Race Weekend Central

Happiness Is… Numbers, Yes! & Dates

In response to an article last week, one of our writers jumped into the fray that is the comments section. Matt McLaughlin offered his FWIW using a notion that Jim Utter had stated that used a Ven diagram to dissect NASCAR fan commentary. The jist derived from McLaughlin’s comment was that, by and large, the NASCAR fans that post tend to be dissatisfied consumers of the sport, while those fans who apparently either like or tolerate the sport let their thoughts go unseen.

There may or may not be validity to all of that. To do a real sentiment analysis of NASCAR fans would require actually getting those non-posters to offer something – or to be more thorough, to get every person who clicks on an article to give some semblance of their perspective. Then to do it right, questions should address how long a person has followed the sport, age, location, yadda yadda.

All of this stuff is to say that generalizations about a fanbase can be a difficult thing to determine with any real accuracy.  However, there may be some validity to the fact that fans are rather unpleased with things.

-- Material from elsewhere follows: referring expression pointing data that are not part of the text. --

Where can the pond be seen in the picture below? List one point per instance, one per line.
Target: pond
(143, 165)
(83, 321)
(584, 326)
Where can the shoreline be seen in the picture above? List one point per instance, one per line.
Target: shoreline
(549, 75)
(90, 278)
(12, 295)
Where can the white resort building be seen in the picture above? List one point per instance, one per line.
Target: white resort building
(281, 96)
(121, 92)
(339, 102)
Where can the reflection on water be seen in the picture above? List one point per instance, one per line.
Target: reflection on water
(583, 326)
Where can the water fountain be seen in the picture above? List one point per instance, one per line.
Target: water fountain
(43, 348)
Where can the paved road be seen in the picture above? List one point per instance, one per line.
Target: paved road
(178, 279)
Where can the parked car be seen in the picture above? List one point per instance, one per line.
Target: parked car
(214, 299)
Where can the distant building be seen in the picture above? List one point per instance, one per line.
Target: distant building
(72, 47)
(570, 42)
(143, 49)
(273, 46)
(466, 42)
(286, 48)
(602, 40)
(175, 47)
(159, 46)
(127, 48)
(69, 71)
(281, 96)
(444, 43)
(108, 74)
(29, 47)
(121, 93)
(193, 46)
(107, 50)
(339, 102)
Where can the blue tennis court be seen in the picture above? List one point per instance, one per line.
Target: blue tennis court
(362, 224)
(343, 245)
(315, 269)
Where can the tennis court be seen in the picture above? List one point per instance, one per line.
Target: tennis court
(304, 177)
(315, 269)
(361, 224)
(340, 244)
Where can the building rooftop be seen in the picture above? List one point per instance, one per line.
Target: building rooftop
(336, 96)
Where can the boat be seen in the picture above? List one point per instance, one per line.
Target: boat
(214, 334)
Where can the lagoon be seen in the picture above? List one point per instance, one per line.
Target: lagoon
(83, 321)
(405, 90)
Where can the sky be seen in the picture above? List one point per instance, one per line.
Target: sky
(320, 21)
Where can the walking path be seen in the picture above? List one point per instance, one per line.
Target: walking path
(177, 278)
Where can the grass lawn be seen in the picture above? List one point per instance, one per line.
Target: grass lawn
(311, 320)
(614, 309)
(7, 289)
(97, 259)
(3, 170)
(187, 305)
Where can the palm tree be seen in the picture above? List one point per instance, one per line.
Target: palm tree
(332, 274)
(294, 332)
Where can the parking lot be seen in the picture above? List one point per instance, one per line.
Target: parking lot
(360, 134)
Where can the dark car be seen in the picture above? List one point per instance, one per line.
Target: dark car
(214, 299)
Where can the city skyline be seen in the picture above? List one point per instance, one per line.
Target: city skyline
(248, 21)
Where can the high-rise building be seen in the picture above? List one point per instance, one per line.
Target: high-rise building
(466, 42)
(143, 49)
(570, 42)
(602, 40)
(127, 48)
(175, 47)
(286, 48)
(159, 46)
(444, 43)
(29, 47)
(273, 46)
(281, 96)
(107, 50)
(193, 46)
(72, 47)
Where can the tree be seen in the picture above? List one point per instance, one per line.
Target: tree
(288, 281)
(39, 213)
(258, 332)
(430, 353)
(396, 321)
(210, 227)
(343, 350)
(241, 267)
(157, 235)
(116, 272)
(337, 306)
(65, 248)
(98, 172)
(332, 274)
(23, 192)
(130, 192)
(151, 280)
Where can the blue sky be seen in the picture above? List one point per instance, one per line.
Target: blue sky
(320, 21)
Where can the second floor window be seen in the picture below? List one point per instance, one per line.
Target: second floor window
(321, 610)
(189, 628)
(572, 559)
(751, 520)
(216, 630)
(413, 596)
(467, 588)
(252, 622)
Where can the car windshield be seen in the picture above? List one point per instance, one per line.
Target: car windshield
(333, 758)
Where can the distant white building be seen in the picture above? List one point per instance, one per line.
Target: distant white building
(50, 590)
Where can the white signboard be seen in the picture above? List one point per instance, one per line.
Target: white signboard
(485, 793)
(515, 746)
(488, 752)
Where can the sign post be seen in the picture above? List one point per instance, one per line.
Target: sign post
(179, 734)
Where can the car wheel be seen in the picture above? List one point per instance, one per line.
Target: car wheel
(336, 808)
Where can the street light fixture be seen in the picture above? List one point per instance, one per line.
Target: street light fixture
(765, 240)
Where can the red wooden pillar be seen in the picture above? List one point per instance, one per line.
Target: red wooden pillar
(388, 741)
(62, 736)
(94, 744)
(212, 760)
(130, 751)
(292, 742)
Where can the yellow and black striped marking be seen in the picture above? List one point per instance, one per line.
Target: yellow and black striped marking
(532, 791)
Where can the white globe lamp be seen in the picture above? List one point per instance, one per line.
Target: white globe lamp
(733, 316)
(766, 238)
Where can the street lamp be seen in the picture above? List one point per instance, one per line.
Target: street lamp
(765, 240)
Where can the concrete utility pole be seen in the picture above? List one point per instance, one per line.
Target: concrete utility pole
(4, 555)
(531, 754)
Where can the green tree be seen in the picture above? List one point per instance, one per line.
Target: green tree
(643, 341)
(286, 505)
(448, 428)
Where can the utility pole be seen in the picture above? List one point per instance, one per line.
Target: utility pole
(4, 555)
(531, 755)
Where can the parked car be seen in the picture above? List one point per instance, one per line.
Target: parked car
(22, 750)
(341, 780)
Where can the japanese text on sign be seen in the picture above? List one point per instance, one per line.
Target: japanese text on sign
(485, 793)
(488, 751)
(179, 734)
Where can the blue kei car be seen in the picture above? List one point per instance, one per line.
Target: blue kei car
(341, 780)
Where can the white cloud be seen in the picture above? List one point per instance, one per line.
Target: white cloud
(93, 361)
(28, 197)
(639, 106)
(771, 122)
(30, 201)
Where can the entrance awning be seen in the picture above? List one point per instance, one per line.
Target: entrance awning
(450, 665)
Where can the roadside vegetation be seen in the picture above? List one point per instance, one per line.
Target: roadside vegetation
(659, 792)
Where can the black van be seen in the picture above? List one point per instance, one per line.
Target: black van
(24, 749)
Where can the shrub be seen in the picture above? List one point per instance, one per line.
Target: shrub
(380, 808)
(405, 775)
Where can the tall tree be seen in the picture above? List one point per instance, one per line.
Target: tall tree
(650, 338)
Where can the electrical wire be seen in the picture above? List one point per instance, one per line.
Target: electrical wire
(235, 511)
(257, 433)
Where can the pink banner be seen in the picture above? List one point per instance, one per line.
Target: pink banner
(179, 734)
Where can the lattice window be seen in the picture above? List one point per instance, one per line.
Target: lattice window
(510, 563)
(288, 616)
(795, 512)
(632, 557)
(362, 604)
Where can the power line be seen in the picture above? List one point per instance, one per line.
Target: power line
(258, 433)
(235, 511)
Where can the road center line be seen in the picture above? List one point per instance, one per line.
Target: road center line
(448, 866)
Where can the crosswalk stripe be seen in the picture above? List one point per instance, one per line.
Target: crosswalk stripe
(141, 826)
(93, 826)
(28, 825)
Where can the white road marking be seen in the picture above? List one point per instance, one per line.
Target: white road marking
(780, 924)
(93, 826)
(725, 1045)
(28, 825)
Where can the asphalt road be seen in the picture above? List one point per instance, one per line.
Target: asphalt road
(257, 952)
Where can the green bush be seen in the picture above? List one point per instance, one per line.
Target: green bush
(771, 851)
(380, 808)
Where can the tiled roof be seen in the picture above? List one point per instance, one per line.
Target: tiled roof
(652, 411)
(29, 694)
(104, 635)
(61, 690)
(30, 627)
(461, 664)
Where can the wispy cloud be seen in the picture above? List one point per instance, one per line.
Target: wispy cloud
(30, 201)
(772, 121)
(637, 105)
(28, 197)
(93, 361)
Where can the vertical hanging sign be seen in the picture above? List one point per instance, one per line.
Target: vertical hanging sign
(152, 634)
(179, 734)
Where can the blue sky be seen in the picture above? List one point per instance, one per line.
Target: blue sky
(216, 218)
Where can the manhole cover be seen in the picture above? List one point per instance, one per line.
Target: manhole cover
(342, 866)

While crawling about the internet the other day, Happiness Is landed on an article at NASCAR.com that discussed Larry McReynolds and his departure from the FOX race booth. The article was what you’d expect, but the comment section was fantastic.

Aside from the fact that some readers were surprised that McReynolds was on the way out and that Jeff Gordon would be taking his place (which immediately brings into question how much these fans follow the sport), most of the comments were positive toward Larry Mac, attacked whipping boys Darrell and Michael Waltrip. Then some even questioned whether or not Gordon actually had the knowledge to be worth it in the booth. We’ll gloss over the comments about Southern pride, Toyota bashing, and some trolling.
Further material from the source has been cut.